Humanity loves grass.  Though, globally, our principle food crop is the potato (a tuberous and VERY carbon-hungry shrub), we have recently acquired a growing taste for grasses: oats, wheat, rice, rye and corn, especially.  Though the first agricultural crop cultivated was the potato (simultaneously in Africa and South America), the innovation of bread during the 1st and 2nd millinia BC has not yet been regretted.  Grasses are delicious, nutritious creatures, ready to serve the needs of our species.

Grasses (bamboo) form the mighty timbers of our species' mightiest and largest cities, grasses tidy up what messes our newest space-age nuclear wastes by bioaccumulating the pollution for easy harvest and disposal.  Grasses feed our favorite domestic animals.  They can be made into plastics, they can be made into fuel.  They are our newest and best friends.  Surely, our mutual love ties our fates together: having evolved together at the end of a great age of the earth, we are both uniquely able to tolerate and shape the transition to the next phase of our planet's existence.

So we trim back trees and trim back brush, and introduce friendly herbivores to our lands, and succor as best we can the native large herbivores that remain.  In doing so, we must ensure that the brush is not entirely destroyed - it is important habitat - and that not all the deadwood is removed - it is also important to countless species.  A dead tree is not a hazard to everyone, it is someone else's home.  These are difficult tasks - nature knows best what trees to keep and which to fell, which forests to spare and which to burn.

But when nature has been harmed, our only choice until She can be healed (and we are doing our best to increase biodiversity, the cause and meaure of nature's health) is to do what little and clumsy work we can to defend ourselves and those creatures in our care.  Our fire fighting efforts are centralized about the 2 acres immediately surrounding our farm structures where solutions are very clear: keep vegetation low or absent within 100 feet of strucutres, and if trees are to be kept within that frontier for shade, food or other necessary service, keep deadwood off the trees.

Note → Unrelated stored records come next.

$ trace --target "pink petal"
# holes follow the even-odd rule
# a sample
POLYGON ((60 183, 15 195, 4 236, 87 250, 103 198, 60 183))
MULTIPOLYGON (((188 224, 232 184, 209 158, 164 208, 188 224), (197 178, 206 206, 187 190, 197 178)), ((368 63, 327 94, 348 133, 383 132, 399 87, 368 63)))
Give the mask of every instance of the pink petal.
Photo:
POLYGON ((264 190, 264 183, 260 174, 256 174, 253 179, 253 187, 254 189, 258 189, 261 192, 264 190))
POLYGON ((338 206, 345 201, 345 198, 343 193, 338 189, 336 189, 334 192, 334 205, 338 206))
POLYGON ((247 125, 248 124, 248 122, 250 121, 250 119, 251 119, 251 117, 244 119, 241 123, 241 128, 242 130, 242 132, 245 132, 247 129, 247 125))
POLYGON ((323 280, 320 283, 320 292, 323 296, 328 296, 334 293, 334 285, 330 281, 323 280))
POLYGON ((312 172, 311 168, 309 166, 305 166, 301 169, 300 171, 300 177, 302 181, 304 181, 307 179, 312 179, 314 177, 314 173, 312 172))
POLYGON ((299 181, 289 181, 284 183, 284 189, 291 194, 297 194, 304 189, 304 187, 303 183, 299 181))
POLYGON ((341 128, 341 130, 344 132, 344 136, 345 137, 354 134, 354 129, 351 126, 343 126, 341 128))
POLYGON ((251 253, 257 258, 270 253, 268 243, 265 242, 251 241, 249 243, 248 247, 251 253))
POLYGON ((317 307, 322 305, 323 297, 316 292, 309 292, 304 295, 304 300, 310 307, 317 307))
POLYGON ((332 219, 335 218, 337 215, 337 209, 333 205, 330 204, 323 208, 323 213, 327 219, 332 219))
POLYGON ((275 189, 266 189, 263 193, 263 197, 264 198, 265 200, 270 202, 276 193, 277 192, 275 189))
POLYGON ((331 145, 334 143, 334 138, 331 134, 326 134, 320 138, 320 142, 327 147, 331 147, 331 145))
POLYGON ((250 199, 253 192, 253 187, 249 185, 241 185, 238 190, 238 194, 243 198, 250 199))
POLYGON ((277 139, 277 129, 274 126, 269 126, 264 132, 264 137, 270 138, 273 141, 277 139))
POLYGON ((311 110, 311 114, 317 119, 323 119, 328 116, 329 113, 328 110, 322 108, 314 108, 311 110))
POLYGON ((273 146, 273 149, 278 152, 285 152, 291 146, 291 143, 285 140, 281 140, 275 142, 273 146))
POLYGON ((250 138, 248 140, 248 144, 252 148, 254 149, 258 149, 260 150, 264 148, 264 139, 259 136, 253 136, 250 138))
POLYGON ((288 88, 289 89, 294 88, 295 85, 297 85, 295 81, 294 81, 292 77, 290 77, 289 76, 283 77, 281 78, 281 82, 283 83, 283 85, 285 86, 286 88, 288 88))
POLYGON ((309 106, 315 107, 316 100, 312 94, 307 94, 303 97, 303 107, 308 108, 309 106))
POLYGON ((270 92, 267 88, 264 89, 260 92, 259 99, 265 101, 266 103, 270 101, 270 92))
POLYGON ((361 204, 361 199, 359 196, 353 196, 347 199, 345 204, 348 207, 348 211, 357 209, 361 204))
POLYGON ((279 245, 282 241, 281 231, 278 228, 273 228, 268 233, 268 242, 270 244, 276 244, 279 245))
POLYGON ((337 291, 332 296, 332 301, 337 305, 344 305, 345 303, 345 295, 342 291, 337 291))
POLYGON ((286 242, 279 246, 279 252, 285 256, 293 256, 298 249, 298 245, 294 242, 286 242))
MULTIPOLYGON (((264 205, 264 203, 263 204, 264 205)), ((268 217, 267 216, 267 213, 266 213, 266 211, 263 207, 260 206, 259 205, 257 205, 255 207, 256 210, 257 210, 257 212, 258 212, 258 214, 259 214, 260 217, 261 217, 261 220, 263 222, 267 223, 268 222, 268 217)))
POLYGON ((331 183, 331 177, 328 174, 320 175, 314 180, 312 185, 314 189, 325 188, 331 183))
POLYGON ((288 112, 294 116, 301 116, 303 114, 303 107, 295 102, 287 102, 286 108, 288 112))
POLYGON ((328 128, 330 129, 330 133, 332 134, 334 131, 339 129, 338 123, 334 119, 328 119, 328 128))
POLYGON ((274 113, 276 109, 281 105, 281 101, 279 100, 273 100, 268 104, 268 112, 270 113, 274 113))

This is not only common sense, but is law: the fire code of our land requires us to reduce the risk of fire to our structures. 

The wood we trim is not wasted, but is used to construct a perimeter fence for our farm, fences for our fields, perches for our birds, blinds for our privacy.  The mighty trees of our forest are precious things, but in these strange days, are dangerous creatures nearing the end of their age.